Performance issue when using multiple threads with sqlite3-CodePudding

I am writing a program that generates hashes for files in all subdirectories and then puts them in a database or prints them to standard output: https://github.com/cherrry9/dedup

In the latest commit, I added option for my program to use multiple threads (THREADS macro).

Here are some benchmarks that I did:

$ test() { /usr/bin/time -p ./dedup / -v 0 -c 2048 -e "/\(proc\|sys\|dev\|run\)"; }
$ make clean all THREADS=1 test
real 8.03
user 4.34
sys 4.55
$ make clean all THREADS=4 && test
real 3.94
user 7.66
sys 7.42

As you can the version compiled with THREADS=4 was 2 times faster.

Now I will use the second positional argument to specify sqlite3 database:

$ test() { /usr/bin/time -p ./dedup / test.db -v 0 -c 2048 -e "/\(proc\|sys\|dev\|run\)"; }
$ make clean all THREADS=1 && test
real 20.40
user 7.58
sys 7.29
$ rm test.db
$ make clean all THREADS=4 && test
real 21.86
user 17.17
sys 18.15

Version compiled with THREADS=4 was slower than version that used THREADS=1!

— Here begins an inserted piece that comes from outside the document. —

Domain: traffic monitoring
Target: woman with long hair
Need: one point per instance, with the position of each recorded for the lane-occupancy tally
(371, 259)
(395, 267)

When I used second argument, in dedup.c was executed this code that inserted hashes to database:

if (sql != NULL && sql_insert(sql, entry->fpath, hash) != 0) {
// ...

sql_insert uses transactions to prevent sqlite from writing to database every time I call INSERT.

int
sql_insert(SQL *sql, const char *filename, char unsigned hash[])
{
    int errcode;

    pthread_mutex_lock(&sql->mtx);
    sqlite3_bind_text(sql->stmt, 1, filename, -1, NULL);
    sqlite3_bind_blob(sql->stmt, 2, hash, SHA256_LENGTH, NULL);

    sqlite3_step(sql->stmt);
    SQL_TRY(sqlite3_reset(sql->stmt));

    if (  sql->insertc >= INSERT_LIM) {
        SQL_TRY(sqlite3_exec(sql->database, "COMMIT;BEGIN", NULL, NULL, NULL));
        sql->insertc = 0;
    }

    pthread_mutex_unlock(&sql->mtx);
    return 0;
}

This fragment is executed for every processed file and for some reason it's blocking all threads in my program.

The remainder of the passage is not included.